The patent litigation filed by London-based technology vendor Serverside Group is not to be taken lightly by the credit unions and credit union service organizations the vendor lists as defendants.
That’s according to several attorneys contacted by Credit Union Times, who say the lawsuit could be very costly for the targeted organizations to defend or settle.
“A defendant should be concerned any time a patent lawsuit is filed,” Phoenix-based patent attorney Thomas W. Galvani said. “The level of concern, however, depends on the scope of each of the patent’s rights and the nature of the defendant’s allegedly infringing conduct.”
Serverside Group, which provides design, marketing and printing services to the international payment card industry, named 15 defendants for patent litigation. Credit union industry members included PSCU Financial Services in Florida, The Members Group in Iowa, the $1.3 billion Anheuser-Busch Employees CU of St. Louis, the $274 million Neighbors CU of St. Louis and the $753 million Credit Union 1 of Anchorage. JHA Payment Processing Solutions, part of Jack Henry & Associates of Monett, Mo. was also named among the private companies and financial institutions.
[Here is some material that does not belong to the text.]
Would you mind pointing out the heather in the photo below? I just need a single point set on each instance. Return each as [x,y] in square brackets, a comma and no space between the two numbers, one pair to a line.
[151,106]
The London firm alleges defendants “infringed upon its U.S. patent right as to financial transaction card customization technology,” it said in a press release. The suit was filed in U.S. District Court in Delaware.
Several of the targeted CUs and CUSOs said they’re aware of the suit but provided few comments.
After taking a brief look at the two patents involved in Serverside’s litigation, Galvani said they appear to claim the rights to a system that can receive an image from a customer and then print the image onto a bankcard along with the customer’s financial account information with the card provider.
Both patents are titled “Computerized Card Production Equipment” and their claims generally relate to “computerized financial transaction card production equipment operable to apply one or more personalized images to a financial transaction card,” said Dallas-based patent attorney Kelly Kubasta, who also noted the hurdles Serverside Group will face.
“Serverside will have the burden of proving that each accused product or process places a personalized image on some form of debit or credit card, and that each accused product or process includes each of the elements recited in one or more of the patent claims,” Kubasta said.
Galvani adds the level of risk posed to the defendants may largely depend on a Markman hearing, a pre-trial hearing that determines the scope of the claims. The broader the scope, the more likely the defendants’ conduct will fall within that scope, the Phoenix attorney said.
“While the claims are generally directed toward a system that prints customized images and account information on bank cards, the exact meaning and nature of the words in the claims may be determined in a Markman hearing,” he said.